Во дворе под навесом красовалась черная лаковая карета с кожаным салоном. Из-за отсутствия в карете стереосистемы Вован вынужден был постоянно возить с собой трех невольниц, располагавшихся сзади и по бокам от него, и распевавших под аккомпанемент арф «Владимирский централ» и «Мурку», а также удовлетворявших прочие потребности Вована по мере их возникновения.

Вован подошел к карете, удовлетворенно постучал ногой по цельному деревянному колесу и проследовал дальше.

Обойдя конюшни с породистыми скакунами, склады со всевозможными ценностями, амбары, овины и навестив погреб с пивными бочками, Вован вернулся в замок.

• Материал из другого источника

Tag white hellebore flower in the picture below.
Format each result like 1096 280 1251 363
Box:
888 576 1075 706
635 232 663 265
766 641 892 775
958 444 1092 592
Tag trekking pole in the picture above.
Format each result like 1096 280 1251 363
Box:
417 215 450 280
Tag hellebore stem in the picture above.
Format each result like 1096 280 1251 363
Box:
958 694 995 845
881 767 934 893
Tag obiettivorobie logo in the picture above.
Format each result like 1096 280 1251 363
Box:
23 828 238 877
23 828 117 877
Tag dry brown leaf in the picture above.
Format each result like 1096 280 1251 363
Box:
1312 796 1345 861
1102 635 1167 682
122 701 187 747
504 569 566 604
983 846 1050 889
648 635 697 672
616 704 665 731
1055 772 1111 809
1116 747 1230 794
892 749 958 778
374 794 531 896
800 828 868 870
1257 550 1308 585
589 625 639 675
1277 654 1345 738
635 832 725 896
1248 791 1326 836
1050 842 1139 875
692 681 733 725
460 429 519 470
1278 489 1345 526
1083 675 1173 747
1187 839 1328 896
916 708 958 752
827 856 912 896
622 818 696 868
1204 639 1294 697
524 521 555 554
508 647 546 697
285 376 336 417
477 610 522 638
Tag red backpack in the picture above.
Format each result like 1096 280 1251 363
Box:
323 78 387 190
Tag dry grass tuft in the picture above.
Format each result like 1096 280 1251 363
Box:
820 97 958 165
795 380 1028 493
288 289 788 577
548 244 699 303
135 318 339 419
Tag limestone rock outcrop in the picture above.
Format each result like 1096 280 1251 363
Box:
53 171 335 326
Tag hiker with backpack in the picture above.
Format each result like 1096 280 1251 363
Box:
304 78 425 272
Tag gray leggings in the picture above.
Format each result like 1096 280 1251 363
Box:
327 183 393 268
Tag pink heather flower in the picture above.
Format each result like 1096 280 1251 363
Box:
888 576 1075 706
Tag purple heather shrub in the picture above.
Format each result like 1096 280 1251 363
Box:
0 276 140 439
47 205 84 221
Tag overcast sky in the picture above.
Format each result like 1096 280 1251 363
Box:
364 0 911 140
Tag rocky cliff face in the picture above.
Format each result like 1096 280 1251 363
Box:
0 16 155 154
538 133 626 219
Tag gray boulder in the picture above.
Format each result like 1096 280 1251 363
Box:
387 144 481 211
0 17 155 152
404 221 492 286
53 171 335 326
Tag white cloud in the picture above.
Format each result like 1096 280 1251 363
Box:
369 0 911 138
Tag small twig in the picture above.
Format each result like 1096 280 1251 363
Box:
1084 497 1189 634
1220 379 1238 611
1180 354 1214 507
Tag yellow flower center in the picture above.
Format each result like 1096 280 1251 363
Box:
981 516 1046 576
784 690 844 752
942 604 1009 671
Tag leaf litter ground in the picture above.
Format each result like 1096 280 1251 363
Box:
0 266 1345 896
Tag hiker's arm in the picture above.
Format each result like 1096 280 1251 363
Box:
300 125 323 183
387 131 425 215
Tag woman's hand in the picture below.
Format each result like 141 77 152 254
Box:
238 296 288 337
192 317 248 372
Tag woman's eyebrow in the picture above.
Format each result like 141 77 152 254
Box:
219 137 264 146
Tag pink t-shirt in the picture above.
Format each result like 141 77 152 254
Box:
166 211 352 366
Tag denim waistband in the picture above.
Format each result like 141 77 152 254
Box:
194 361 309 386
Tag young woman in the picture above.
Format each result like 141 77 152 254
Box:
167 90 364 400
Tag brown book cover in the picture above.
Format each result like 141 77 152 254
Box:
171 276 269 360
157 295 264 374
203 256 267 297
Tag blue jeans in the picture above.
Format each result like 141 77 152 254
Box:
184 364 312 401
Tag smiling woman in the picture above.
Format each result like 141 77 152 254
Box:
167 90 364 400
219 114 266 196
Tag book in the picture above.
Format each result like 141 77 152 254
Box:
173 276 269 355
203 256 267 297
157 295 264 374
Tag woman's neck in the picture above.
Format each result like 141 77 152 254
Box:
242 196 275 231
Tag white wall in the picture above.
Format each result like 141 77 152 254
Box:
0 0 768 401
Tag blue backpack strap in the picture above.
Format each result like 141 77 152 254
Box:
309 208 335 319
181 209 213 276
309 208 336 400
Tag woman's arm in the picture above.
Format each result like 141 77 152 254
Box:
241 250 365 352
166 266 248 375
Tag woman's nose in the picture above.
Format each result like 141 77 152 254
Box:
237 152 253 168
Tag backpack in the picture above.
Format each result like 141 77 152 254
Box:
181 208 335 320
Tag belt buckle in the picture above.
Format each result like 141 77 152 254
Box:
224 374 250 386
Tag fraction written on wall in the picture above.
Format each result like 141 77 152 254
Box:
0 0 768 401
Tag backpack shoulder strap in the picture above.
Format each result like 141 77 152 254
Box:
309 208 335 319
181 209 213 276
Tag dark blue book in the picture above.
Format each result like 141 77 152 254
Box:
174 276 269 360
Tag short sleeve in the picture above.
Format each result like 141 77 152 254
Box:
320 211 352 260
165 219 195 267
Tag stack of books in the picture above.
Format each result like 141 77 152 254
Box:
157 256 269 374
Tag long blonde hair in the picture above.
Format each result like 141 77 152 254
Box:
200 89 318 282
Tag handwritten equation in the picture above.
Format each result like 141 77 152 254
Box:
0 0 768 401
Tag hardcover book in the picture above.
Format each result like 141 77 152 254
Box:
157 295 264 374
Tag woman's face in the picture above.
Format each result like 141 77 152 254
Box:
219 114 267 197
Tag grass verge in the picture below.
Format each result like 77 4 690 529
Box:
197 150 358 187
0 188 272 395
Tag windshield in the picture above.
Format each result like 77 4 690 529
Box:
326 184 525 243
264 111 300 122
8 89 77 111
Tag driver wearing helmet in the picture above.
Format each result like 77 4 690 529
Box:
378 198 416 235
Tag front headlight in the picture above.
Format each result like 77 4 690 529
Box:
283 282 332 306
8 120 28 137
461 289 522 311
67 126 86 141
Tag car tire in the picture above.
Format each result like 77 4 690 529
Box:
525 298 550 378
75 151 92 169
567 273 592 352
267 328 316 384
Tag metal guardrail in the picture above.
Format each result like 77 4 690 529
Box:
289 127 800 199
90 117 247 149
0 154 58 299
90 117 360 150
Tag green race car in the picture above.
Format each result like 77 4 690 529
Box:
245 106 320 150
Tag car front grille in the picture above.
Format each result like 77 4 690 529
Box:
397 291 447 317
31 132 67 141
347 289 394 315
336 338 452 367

К этому времени замок окончательно проснулся.

По коридорам сновали разбойники. Одни готовились к очередному налету и стаскивали в повозки оружие, ловчие сети, заступы для рытья волчьих ям и другие необходимые в разбойничьем хозяйстве предметы. Другие наоборот, только что вернулись с ночного грабежа и теперь выгружали из повозок золото, меха, тюки с товарами и связанных по рукам и ногам купцов, за которых надеялись получить выкуп.

Вован поднялся на второй этаж. Первая от лестницы дверь была чуть приоткрыта.

— И тогда наш господин, Золотой Рыцарь, произнес Заклятье Тысячи Магов, выхватил свой чудесный меч и бросился на троллей!

Вован заглянул в комнату.

Полтора десятка разбойников, усевшись в кружок и раскрыв рты, зачарованно слушали оракула Нунстрадамуса.

Оракул наконец-то обрел свое счастье. Он купался в роскоши. Его боялись. Ему завидовали. За его спиной шептались. Ему в лицо льстили. И разжиревший Нунстрадамус был счастлив. Его лицо, похожее на большой блин, лоснилось от жира, а живот не влезал уже ни в одни брюки.

Самую большую комнату в замке оракул превратил в музей Вована. Здесь были изваяния Вована — скульптуры в полный рост, барельефы, бюсты, головы Вована, портреты Вована маслом, углем и акварелью, сделанные из рыбьей чешуи и кабаньей шерсти, и даже составленные из ядовитых грибов и ягод. Здесь были изображения многочисленных подвигов Вована, выполненные лучшими художниками и скульпторами Полусреднего мира.

Нунстрадамус с упоением отдался новому занятию и постоянно обновлял экспозицию. Не довольствуясь скудным перечнем реальных подвигов Вована, он все время придумывал новые. Вот и сейчас он рассказывал разбойникам свеженькую, с пылу с жару байку о якобы имевшем место три года назад сражении Золотого Рыцаря Вована с горными троллями.

— …а потом наш господин лично поразил волшебным мечом три сотни троллей, а остальных рассеял Заклятьем Тысячи Магов…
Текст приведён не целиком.